Im März 2024 kam es schließlich zur „Erlösung“ und nach einer Narkose wachte ich endlich ohne Bein wieder auf.

Und heute? Ich bin Hanna. Ich bin gesund und ich habe ein Bein. Ich lebe mein Leben wie ein neuer Mensch und ich liebe es. Ich bin Rettungssanitäterin und in der Ausbildung zur Krankenpflegerin. Ich probiere neue Hobbys aus und genieße jeden Tag. Die Liebe habe ich auch gefunden: mit meinem Freund bin ich mittlerweile fast ein Jahr zusammen!
Und das Wichtigste: Ich habe keine Schmerzen mehr!

Nach der Amputation durfte ich wundervolle Menschen kennenlernen, die mich gestärkt haben, mir gezeigt haben, wie wundervoll das Leben ist und was wirklich wichtig ist. Menschen, die ihren eigenen schweren Weg gegangen sind und jetzt einen neuen beschreiten, egal ob jung oder alt. In der Reha und auch in den Sportvereinen halten wir zusammen, unterstützen uns gegenseitig, ohne Neid, sondern um zu zeigen, was man alles erreichen kann.

Ja, eine Gliedmaße zu verlieren ist schrecklich und mit Risiken verbunden. Und ja, vielleicht schämt man sich dafür, fühlt sich anders.

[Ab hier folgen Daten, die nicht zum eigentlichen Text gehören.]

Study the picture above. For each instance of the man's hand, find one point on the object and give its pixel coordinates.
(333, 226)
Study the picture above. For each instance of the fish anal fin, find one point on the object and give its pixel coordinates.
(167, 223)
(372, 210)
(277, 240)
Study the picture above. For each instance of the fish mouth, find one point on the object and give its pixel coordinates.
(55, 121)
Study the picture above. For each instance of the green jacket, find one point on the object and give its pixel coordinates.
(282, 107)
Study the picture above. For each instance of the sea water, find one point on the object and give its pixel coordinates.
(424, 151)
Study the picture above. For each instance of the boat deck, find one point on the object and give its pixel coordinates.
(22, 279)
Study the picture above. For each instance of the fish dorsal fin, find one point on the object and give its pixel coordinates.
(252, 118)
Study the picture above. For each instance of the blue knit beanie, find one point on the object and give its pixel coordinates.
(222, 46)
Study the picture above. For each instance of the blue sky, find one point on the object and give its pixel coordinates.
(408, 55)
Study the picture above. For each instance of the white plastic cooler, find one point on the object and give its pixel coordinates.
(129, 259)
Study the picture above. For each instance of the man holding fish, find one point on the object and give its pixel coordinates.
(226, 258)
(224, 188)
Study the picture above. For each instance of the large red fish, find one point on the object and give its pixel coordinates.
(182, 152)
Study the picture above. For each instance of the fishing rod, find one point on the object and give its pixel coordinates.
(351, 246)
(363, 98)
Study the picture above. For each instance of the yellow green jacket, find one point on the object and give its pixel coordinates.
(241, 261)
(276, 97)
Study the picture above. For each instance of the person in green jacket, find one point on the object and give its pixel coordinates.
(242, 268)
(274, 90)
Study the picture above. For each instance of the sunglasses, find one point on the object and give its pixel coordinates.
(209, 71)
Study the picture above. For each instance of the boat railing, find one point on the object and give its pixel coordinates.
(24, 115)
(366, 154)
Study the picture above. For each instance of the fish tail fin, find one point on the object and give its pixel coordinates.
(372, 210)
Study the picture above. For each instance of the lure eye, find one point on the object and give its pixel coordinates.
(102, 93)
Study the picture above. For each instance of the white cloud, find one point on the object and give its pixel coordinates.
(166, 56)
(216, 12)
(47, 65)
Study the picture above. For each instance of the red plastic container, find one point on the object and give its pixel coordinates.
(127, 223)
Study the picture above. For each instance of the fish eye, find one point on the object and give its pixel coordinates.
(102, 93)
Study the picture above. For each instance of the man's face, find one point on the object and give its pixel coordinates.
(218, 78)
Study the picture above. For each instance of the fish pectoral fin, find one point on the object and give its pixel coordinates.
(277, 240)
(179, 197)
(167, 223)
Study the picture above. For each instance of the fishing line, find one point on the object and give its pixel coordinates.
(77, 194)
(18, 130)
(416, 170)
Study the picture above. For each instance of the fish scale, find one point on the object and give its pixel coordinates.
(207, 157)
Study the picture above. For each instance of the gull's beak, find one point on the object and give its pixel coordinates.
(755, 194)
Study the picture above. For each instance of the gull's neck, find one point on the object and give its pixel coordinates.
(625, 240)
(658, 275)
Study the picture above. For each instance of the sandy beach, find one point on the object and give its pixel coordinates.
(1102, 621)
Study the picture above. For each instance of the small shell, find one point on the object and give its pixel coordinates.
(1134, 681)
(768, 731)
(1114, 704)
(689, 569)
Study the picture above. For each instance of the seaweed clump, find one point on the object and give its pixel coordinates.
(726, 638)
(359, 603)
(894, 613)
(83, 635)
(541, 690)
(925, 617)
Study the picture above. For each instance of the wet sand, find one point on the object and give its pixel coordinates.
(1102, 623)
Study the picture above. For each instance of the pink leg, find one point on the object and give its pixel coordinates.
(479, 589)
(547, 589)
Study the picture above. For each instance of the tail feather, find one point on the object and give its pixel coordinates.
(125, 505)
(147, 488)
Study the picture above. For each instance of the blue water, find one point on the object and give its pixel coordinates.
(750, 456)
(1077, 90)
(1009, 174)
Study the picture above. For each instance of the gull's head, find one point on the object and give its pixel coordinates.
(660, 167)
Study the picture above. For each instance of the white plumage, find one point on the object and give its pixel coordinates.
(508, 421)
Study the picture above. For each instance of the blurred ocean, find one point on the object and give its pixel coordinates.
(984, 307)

Doch ich darf dir sagen: Wir bleiben so einzigartig und wundervoll wie vorher. Das Wichtigste, was ich dir ans Herz legen möchte, wenn du von einer Amputation betroffen bist  oder den Schritt nicht wagen kannst: Lerne deinen Körper kennen und liebe ihn so, wie er ist. Das ist meiner Meinung nach das Wichtigste für die Heilung: Akzeptanz und Positivität. Man kann alles im Leben erreichen, wirklich alles! Und auch, wenn man dir sagt: „Nein, das kannst du nicht“, dann probiere es. Versuche herauszufinden, ob es für dich funktioniert. Du wirst merken, ob es klappt oder nicht. Aber wie der Spruch sagt: „Wenn man es noch nicht versucht hat, kann man keine Meinung abgeben.“ Wie oft wurde mir gesagt, dass ich etwas nicht kann oder nicht mehr darf. Und jetzt habe ich meine Ziele erreicht! Also, verlass dich auf dich selbst!
Es gibt viele Menschen da draußen, denen es genauso geht wie dir. Du bist nicht allein! Vertraue auf dich und deinen Körper!